India Today

JOBS ON SALE

The Assam police busts a mega job scam. Coming in the first year of CM Sarbananda Sonowal’s government, it’s also being seen as a personal victory for him

- By Kaushik Deka

OON JUNE 17, 2016, WITHIN THREE weeks of taking charge as the chief minister of Assam, Sarbananda Sonowal summoned all the members of the Assam Public Service Commission (APSC) and pulled them up over the multiple allegation­s that the commission sells jobs for cash. The constituti­onal body’s chairman, Rakesh Paul, responded by saying that the chief minister had no authority to instruct him or interfere in his work. The APSC chairman was right—the power to remove the chairman or the members of the public service commission has been vested exclusivel­y with the President of India.

The chief minister was forced to remain a mute spectator, but not for too long. Help came from Dibrugarh, his hometown. On October 25, 2016, Angshumita Gogoi, a dentist, approached the district superinten­dent of police saying Nabakanta Patir, an assistant engineer with the town and country planning department in Dibrugarh, had asked for Rs 10 lakh for a ‘confirmed’ selection by the APSC for a government job. Gogoi had failed to secure a job in

an earlier attempt through the APSC. Two days later, the police laid a trap and caught Patir red-handed with the cash. Patir’s arrest led to the arrest of Mamud Ali Choudhury, PSO of APSC member Samedur Rahman, in Rangiya on October 30, the chain of arrests finally leading up to Paul.
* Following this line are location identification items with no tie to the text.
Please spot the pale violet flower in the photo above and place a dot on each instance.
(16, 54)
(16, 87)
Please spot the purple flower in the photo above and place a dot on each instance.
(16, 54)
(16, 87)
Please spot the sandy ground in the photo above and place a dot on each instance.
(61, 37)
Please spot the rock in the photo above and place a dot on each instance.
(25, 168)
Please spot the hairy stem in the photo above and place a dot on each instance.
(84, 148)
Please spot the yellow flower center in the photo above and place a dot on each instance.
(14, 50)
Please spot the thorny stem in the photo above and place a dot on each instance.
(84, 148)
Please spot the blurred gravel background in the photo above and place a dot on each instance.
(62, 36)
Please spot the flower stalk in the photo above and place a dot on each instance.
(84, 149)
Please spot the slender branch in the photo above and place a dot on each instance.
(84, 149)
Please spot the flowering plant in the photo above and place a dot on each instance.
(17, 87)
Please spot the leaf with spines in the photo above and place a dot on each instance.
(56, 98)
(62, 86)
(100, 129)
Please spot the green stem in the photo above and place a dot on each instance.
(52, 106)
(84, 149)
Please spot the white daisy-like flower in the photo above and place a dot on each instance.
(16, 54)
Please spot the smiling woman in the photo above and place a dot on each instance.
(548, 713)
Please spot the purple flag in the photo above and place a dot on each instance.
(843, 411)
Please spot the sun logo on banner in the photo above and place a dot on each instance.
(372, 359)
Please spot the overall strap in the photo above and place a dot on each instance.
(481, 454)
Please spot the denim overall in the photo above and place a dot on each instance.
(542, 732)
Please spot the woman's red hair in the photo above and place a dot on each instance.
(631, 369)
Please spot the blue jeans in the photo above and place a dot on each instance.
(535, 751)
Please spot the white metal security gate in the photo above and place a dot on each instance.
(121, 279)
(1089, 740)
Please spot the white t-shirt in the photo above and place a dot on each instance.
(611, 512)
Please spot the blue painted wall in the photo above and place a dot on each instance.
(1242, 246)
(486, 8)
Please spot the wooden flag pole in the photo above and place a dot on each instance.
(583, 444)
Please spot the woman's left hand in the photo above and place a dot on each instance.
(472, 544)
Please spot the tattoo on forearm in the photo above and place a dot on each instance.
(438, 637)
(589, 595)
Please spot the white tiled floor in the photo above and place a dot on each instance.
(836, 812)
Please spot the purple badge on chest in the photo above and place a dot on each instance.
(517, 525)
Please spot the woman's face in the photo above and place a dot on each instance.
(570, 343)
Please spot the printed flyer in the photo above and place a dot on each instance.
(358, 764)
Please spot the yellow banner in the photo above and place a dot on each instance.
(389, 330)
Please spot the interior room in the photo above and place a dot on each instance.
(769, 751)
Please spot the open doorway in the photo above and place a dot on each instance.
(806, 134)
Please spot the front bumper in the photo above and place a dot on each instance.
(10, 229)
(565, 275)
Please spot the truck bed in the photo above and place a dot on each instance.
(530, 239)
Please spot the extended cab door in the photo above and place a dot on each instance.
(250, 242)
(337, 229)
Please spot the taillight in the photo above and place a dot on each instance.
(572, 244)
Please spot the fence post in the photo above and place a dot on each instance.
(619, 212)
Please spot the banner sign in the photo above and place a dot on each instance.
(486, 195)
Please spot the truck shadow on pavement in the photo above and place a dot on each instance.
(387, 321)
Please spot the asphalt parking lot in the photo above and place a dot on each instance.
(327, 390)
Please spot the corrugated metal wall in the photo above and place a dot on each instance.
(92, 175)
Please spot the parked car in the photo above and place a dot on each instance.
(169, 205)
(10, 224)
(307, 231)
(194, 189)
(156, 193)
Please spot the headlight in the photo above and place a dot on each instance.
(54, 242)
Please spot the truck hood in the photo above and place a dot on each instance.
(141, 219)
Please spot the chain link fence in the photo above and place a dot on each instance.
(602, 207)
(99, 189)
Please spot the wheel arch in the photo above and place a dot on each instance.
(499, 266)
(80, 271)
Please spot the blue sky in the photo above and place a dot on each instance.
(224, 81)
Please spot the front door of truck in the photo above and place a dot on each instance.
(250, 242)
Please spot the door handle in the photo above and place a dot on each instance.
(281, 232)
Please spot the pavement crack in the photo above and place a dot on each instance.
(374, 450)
“Patir’s phone records revealed he was in regular contact with Paul and Rahman. We found text messages he sent to the two detailing payments from aspiring candidates,” says Additional SP Surjit Singh Panesar, the investigat­ing officer in this case. On November 4, Paul was arrested and, two days later, police raids in his houses as well as on a printing press run by his brother Rajib Paul in Guwahati unearthed answer scripts and question papers of examinatio­ns conducted by the APSC. Several candidates of the 2013 batch of Assam civil service, Assam police service and other services had allegedly written their answer scripts for the second time at Paul’s residence. The duplicate answer sheets were printed at Paul’s brother’s press. The answer copies either had forged signatures of the invigilato­r or had signatures of invigilato­rs who were not on duty on that particular date.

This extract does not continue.